Auf der Suche nach einer neuen jüdischen Identität
Der Schriftsteller Karl Lieblich (1895–1984) und seine Vision einer interterritorialen Nation
Christoph Manasse
Der Stuttgarter Schriftsteller Karl Lieblich entwickelte Ende der 1920er Jahre die Vision eines neuen Judentums. Dabei entwarf er ein eigenes Gesellschaftsmodell, welches die Diaspora der Juden als natur- und gottgegeben betrachtete und das jüdische Volk als ›Gürtel- und Mörtelvolk‹ zwischen den übrigen Völkern definierte.

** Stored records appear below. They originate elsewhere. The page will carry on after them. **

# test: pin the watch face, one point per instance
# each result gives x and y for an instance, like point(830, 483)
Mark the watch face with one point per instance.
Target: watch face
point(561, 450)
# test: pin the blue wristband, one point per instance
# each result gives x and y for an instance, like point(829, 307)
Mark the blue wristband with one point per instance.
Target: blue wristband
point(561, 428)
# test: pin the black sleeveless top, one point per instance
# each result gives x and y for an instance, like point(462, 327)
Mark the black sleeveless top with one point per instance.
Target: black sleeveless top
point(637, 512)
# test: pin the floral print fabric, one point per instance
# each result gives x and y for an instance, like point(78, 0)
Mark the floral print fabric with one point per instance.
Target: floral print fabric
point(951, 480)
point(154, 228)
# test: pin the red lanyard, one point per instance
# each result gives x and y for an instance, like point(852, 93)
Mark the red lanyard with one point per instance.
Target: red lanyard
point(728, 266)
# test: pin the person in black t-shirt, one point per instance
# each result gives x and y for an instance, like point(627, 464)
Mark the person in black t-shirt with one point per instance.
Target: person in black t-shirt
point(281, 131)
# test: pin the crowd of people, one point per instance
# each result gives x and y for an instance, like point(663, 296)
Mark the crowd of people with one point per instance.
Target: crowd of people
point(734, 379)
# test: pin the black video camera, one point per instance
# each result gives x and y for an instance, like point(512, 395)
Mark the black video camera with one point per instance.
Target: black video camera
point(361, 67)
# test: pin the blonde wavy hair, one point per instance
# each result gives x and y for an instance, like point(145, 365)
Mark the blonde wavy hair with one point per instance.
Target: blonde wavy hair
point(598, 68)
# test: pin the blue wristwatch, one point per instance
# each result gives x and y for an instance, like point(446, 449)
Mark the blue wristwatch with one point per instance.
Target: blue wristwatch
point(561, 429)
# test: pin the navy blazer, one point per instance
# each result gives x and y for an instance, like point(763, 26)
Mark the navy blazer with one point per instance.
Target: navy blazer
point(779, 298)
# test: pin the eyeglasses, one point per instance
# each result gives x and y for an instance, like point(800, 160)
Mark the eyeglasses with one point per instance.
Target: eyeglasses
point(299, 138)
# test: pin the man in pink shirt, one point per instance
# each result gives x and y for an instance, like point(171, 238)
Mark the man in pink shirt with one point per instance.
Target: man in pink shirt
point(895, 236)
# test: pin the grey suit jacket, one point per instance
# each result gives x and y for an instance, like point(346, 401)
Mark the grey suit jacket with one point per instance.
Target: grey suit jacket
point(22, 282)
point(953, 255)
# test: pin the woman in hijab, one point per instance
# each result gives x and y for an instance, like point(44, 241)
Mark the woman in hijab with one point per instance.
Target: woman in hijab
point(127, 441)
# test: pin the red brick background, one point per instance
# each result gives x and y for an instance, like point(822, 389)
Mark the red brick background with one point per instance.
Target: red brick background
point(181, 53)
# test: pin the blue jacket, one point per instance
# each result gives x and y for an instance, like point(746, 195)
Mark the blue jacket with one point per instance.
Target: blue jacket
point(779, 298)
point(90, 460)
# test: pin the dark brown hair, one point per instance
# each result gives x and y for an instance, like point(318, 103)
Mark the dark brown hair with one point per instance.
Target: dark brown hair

Lieblich orientierte sich bei seinen Überlegungen an den kulturellen Minderheitenkonzepten in Ost- und Mittelosteuropa, welche auf dem Grundsatz der personalen Autonomie basierten. Von der Staatengemeinschaft forderte er deshalb die völkerrechtliche Anerkennung des jüdischen Volkes als interterritoriale Nation. Das Buch zeichnet die Entwicklung der kulturpolitischen Visionen Lieblichs nach und bettet diese in seine Biografie ein. Gleichzeitig deckt die Studie Bezüge jener Visionen auf und versucht diese in einem größeren Kontext zu verankern.